5 Steps for E-Mail Retention

The wrong time to enact an e-mail archiving and retention plan is after your company gets audited or sued. The best way to protect your company, of course, is by developing a plan for managing and legally deleting your data before something happens. For companies just starting to look at their e-mail data retention policies, here are five steps to follow:

1. Catalog your company’s data and create a list of which backup tapes are at which storage site, says Todd Stefan, principal at Setec Investigations, a computer forensics firm in Los Angeles. Knowing where to find archives will save time when discovery deadlines loom, and you’ll be able to tell a judge truthfully that you produced all the relevant data you could.

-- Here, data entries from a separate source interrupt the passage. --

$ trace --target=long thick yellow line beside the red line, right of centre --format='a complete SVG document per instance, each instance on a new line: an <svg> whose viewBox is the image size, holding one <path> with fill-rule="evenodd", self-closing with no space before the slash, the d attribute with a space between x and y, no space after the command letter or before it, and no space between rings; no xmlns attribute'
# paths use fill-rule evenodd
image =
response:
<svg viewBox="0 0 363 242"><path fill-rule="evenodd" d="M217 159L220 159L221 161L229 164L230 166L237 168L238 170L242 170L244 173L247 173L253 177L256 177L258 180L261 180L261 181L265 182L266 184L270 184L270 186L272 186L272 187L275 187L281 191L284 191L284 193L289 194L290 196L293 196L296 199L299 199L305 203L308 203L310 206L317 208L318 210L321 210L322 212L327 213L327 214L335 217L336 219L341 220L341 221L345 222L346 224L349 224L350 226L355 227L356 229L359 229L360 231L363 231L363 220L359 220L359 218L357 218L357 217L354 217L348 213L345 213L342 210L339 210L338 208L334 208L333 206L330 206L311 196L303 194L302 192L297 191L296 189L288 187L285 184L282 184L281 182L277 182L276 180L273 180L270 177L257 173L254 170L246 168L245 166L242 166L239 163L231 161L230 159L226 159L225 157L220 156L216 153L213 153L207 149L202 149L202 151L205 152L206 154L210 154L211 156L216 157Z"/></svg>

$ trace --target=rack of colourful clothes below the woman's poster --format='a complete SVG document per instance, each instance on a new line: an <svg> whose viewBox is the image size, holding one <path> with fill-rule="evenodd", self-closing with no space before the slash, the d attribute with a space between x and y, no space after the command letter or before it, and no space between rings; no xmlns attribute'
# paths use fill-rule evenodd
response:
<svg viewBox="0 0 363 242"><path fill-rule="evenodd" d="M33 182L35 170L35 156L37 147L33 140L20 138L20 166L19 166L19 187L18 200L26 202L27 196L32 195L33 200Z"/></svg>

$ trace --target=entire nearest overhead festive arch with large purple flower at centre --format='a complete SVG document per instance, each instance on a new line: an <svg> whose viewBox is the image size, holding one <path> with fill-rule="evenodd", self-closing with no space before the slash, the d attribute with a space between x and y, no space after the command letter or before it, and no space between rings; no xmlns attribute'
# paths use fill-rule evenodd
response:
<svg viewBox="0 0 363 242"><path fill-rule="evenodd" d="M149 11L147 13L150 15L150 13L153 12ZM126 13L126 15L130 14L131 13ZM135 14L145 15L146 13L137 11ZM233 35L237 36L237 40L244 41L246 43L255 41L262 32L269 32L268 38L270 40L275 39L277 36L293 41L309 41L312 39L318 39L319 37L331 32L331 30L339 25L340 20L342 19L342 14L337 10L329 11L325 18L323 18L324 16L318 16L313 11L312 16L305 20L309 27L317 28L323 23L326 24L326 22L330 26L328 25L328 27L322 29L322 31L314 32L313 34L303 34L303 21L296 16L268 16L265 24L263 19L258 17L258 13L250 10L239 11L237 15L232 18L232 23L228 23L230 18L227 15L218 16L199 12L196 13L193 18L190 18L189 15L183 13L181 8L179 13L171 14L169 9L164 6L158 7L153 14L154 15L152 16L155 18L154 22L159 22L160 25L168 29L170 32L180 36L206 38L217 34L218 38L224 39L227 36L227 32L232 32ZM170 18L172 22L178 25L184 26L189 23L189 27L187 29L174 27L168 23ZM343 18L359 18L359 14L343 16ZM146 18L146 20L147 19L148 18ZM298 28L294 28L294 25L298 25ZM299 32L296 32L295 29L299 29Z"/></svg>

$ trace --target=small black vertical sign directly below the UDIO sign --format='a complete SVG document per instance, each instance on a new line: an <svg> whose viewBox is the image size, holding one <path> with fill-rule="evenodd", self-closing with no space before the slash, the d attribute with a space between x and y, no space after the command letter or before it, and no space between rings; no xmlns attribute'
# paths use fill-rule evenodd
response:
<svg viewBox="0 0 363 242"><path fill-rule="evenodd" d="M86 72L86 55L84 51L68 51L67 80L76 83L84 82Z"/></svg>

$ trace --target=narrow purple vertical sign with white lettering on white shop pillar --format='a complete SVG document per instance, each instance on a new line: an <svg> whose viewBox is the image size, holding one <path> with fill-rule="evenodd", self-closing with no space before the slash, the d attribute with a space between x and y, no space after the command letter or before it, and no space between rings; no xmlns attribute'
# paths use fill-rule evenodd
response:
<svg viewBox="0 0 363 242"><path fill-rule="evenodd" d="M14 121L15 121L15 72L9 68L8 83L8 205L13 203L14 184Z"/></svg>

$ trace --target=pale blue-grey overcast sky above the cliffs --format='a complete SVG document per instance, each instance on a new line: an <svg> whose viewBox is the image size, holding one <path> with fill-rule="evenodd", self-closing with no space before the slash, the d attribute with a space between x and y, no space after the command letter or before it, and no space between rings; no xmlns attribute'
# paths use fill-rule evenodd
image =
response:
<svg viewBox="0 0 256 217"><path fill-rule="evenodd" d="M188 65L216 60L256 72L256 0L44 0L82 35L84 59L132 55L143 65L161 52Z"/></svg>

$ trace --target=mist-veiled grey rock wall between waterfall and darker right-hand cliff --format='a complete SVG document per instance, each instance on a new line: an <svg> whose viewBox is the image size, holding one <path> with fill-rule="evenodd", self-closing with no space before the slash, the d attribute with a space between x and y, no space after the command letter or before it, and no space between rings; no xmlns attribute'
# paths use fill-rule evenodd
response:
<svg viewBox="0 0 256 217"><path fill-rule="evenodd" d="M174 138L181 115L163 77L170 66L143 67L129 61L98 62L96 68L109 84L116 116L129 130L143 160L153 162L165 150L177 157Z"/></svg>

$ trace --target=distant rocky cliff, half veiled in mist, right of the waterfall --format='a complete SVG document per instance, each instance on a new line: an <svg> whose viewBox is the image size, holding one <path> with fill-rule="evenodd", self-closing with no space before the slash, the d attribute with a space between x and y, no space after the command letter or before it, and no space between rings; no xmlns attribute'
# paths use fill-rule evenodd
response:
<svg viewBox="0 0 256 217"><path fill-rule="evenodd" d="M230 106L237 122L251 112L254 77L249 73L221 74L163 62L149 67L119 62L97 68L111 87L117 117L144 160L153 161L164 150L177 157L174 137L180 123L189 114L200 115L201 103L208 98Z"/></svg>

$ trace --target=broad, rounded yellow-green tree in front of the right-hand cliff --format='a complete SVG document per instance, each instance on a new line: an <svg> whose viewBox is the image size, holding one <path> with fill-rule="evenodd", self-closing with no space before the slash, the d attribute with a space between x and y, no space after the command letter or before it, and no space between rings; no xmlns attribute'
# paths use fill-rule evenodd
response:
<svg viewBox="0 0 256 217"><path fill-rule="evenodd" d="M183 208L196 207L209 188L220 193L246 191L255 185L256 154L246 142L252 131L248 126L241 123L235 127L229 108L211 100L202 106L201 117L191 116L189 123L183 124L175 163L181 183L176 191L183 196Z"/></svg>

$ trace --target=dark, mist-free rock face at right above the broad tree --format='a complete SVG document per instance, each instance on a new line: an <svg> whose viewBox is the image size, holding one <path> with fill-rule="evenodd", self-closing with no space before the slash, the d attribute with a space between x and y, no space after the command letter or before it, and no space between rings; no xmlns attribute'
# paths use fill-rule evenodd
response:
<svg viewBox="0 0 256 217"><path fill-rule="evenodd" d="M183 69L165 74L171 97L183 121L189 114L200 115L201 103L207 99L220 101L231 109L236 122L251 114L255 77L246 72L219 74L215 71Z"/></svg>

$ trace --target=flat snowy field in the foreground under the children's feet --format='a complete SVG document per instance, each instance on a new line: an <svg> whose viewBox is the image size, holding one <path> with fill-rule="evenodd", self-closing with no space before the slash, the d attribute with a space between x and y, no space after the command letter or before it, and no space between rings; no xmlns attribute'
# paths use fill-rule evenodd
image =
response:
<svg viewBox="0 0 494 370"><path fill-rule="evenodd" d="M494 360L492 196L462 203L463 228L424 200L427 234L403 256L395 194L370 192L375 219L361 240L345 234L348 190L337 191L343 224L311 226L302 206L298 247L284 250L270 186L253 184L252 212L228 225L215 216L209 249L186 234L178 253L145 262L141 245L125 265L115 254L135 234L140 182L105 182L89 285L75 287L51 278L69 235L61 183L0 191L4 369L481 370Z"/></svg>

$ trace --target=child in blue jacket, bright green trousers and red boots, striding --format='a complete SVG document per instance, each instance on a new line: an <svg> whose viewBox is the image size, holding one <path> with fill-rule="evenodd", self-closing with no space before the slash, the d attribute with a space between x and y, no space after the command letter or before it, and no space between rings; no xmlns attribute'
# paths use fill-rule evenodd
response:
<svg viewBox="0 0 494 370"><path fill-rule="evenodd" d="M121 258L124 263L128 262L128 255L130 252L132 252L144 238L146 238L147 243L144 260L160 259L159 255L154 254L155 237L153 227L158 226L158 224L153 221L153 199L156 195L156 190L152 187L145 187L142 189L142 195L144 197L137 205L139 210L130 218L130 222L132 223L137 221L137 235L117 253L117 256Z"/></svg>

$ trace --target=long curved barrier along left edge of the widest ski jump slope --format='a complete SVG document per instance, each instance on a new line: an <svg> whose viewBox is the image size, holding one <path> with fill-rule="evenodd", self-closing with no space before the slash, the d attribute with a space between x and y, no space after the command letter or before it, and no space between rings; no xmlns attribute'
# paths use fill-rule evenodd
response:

2. Suspend deletion programs as soon as a lawsuit or regulatory action is anticipated, says Dave Schultz, senior legal consultant at Kroll Ontrack. Companies sometimes get dinged on this in court. Purposefully or not, they keep backup and delete policies going when they shouldn’t, and evidence gets destroyed or overwritten.

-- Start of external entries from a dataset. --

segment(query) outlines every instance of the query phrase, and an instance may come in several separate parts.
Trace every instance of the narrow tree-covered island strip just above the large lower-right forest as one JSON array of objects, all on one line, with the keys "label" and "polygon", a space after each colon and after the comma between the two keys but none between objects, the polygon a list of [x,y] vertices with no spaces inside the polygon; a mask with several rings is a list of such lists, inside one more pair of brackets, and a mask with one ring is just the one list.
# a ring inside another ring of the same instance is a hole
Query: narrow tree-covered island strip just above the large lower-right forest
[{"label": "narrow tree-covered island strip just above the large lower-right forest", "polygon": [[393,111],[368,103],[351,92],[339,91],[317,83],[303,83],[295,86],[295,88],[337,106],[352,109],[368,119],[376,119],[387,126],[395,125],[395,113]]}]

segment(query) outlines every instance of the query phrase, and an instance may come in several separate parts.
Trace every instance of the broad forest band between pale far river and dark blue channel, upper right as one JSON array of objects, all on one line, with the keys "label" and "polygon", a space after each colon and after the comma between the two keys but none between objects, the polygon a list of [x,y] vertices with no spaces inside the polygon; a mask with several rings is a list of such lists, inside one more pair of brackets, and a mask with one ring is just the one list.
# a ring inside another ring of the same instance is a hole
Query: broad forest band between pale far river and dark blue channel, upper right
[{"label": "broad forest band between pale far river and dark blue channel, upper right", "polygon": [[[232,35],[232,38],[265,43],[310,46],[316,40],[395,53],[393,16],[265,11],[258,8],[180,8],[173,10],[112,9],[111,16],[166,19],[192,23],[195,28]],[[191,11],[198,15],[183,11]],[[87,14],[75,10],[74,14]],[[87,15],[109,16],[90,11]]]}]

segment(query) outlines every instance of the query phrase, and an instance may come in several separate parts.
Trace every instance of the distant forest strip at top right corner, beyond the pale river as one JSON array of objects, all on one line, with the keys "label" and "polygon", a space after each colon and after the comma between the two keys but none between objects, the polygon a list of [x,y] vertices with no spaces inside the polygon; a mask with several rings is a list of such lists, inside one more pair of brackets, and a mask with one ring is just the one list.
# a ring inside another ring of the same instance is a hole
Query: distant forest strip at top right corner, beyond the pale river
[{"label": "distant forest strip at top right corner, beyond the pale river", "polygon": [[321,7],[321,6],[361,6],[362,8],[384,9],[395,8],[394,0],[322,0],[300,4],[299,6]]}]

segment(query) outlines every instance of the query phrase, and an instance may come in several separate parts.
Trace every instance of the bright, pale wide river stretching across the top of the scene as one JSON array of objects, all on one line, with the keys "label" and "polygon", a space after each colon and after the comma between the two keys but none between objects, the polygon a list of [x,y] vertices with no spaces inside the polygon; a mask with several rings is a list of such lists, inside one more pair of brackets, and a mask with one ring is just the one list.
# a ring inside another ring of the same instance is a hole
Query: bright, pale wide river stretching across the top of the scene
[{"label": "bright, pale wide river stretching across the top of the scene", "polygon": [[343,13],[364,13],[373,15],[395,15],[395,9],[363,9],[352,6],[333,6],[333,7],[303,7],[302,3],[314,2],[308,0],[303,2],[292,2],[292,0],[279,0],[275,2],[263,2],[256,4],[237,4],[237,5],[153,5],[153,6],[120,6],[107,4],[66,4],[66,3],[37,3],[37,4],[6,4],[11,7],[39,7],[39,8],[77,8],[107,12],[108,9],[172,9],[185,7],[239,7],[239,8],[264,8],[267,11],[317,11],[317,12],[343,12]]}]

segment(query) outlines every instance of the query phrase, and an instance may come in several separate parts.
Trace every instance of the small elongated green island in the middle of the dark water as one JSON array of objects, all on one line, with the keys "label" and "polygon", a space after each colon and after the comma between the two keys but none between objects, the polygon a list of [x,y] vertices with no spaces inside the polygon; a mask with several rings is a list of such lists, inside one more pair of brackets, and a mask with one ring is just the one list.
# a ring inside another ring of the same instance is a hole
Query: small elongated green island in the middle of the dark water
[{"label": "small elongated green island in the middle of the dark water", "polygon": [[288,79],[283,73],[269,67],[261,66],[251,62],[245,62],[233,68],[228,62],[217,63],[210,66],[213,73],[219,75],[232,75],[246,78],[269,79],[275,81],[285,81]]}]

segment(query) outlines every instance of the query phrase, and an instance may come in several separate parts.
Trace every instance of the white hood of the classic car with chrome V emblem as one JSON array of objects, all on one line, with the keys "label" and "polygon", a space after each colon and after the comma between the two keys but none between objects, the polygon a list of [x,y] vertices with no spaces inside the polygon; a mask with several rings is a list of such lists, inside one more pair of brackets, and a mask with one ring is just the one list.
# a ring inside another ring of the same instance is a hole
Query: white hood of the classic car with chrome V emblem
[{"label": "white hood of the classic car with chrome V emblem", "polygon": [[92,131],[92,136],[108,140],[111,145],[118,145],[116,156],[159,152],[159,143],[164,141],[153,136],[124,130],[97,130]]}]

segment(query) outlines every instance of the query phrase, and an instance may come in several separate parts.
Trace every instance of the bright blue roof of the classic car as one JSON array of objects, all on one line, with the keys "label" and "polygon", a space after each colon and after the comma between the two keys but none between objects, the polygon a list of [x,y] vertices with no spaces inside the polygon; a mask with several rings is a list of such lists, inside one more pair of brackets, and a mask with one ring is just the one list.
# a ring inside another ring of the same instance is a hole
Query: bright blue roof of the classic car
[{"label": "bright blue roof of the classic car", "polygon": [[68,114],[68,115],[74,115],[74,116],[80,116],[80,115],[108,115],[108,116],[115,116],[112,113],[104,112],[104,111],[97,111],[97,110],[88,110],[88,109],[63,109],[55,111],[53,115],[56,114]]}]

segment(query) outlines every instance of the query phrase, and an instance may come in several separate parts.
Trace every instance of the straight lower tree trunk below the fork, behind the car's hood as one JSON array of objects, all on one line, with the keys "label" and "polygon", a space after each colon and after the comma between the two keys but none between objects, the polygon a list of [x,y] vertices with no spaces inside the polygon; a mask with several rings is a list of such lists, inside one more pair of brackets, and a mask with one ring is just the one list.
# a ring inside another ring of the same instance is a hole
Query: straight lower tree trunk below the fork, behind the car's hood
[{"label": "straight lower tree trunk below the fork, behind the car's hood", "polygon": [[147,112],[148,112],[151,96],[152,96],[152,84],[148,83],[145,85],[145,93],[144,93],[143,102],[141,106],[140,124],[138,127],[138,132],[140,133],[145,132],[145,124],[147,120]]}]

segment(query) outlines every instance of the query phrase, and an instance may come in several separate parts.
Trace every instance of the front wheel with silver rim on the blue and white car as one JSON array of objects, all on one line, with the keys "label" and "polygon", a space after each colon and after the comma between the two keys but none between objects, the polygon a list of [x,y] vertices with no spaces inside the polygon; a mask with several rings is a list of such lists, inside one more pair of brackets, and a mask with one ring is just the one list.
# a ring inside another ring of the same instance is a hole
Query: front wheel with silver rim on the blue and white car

3. Be aware that your lawyer (and the judge in your case) may still be learning about how to identify and preserve electronic evidence, says George Socha, founder of Socha Consulting LLC—even though, under new federal rules coming in December, companies will be required to disclose all relevant sources of electronic evidence if they get sued. Having systems and policies for managing records should help, although Socha says he expects some “bad decisions” until the courts get more comfortable with electronic discovery. Socha and his partner, Tom Gelbmann of Gelbmann & Associates, have formed a group to set standards for electronic discovery at http://edrm.net.

4. If sued or audited, keep the information-technology group or anyone else from touching data on servers and PCs unless and until directed to do so by the corporate legal department, says Johnette Hassell, president of Electronic Evidence Retrieval LLC, a data forensics and recovery firm in New Orleans.

Technology staff may unwittingly destroy potential evidence. For example, if they copy data rather than take a forensically correct bit-by-bit image, investigators won’t be able to see “all the hidden places where Windows stores data,” Hassell says. In one case, a paralegal at one law firm booted a computer after the firm took custody of it, inadvertently changing the date of last access. If anyone inadvertently changes data—by rebooting a PC, or by opening or saving files—the other side can raise questions about the accuracy of the data and cast doubt on your case, Hassell says.

5. Assemble an e-discovery response team. Include a mid-level I.T. person who understands the company’s daily technology operations, along with internal and external lawyers, a senior executive and, perhaps, an outside discovery expert, says Jonathan Sachs, a legal consultant at Kroll Ontrack. This team can help devise an e-discovery plan for how data will be collected, reviewed and presented to the other side should the company be faced with an audit or suit.

At Taco Bell Corp., for example, when an executive leaves, the legal—not technology—department decides whether to image that person’s hard drive before the PC is reassigned, based on how high up in the company he was and whether the company will face a lawsuit in which his data would be relevant, says Cynthia Nichols, associate manager of litigation at Taco Bell.

Someone on Taco Bell’s legal staff quizzes the departing employee about where, in the course of his tenure, he kept information. If a lawsuit arises, Nichols knows where to find specific data, she says: “You may not ever need the data, but you have it.”